ABSA now has the highest number of Mzansi accounts (31%),
followed by Post Bank (27%), Standard Bank (18%), FNB
(14%) and Nedbank (10%). Source: Business Day, September
7.
FREE STATE MUNICIPALITIES IN DEBT
---------------------------------
9. According to a National Council of Provinces (NCOP)
report presented to Parliament, debt in 25 of the Free
States' municipalities has now reached R2.56 billion.
Protestors in the province have complained about the lack
of services and corruption among municipal officials, with
the most recent being in the Kgotsong township of
Bothaville on August 23. Protesters have also complained
of inaction and corruption among municipal officials. The
average payment of local government debt was 72.25% of
what was owed. Only two councils collected all that was
owed to them. In spite of attempts to implement credit
controls and improve revenue collection, there had been no
decrease in debt levels. Chairman of the NCOP local
government committee Sicelo Shiceka said that of the 25
consolidated local councils in Free State, not one ran a
surplus. Source: Business Day, September 7.

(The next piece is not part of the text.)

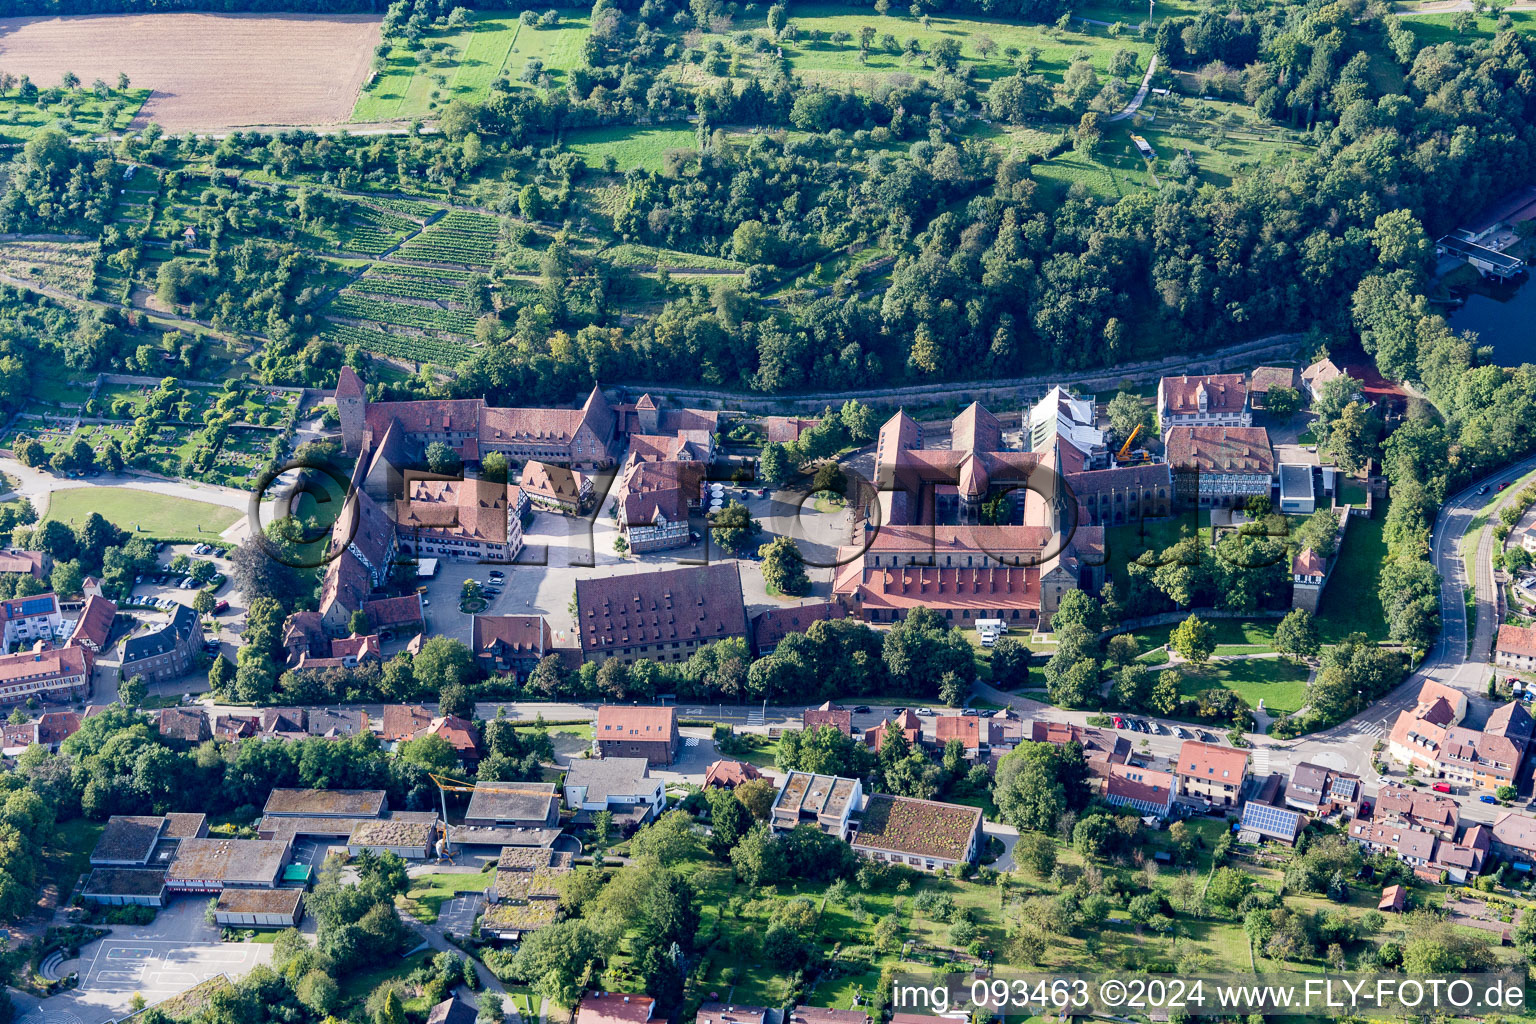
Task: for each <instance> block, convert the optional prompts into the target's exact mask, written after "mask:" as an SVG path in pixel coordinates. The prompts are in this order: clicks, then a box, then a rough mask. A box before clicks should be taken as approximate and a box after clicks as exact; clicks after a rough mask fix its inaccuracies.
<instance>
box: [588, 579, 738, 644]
mask: <svg viewBox="0 0 1536 1024" xmlns="http://www.w3.org/2000/svg"><path fill="white" fill-rule="evenodd" d="M576 636H578V646H579V648H581V652H582V657H584V659H585V660H588V662H593V660H607V659H610V657H617V659H621V660H625V662H633V660H636V659H642V657H644V659H650V660H653V662H685V660H688V656H691V654H693V652H694V651H696V649H699V648H700V646H705V645H708V643H713V642H716V640H723V639H725V637H742V639H743V640H745V639H746V606H745V603H743V602H742V579H740V574H739V571H737V567H736V562H717V563H711V565H696V567H687V568H677V570H660V571H654V573H627V574H608V576H602V577H596V579H582V580H576Z"/></svg>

DECLINE IN 2005 SA HUMAN DEVELOPMENT RATING
-------------------------------------------
10. South Africa's United Nations Human Development Index
(HDI) reached 120 out of 177 countries, slightly lower
than 2004's HDI of 119, largely due to a fall in life
expectancy because of HIV/AIDS and high levels of
inequality. The HDI index tracks indicators including
life expectancy, equality of income and education, based
on 2003 data. South Africa was rated higher than India
and most African countries, and lower than the occupied
Palestinian territory, Mongolia and Indonesia. Positive
trends include increasing real income and advances in
gender rights. However, South Africa has an average
HIV/AIDS prevalence rate of 21% for people aged 15-49.
Largely due to this high HIV/AIDS prevalence rate, life
expectancy dropped from 53 years in the period 1995-2000
to 49 years in the past five years. South Africa's income
inequality was among the highest. The richest 10% of the
population took 44% of the income, while the poorest 10%
got 1.4%. This gave South Africa an inequality rating
worse than Zimbabwe or Niger, even though South African
per capita income was much higher. On a Human Poverty
Index of developing countries, SA ranked in the middle, at
56 out of 103 countries. South Africa's GDP per capita of
$3489 was higher than many of the countries of similar
rank, growing faster than Russia and the United Arab
Emirates. Source: SAPA, Business Day, September 8.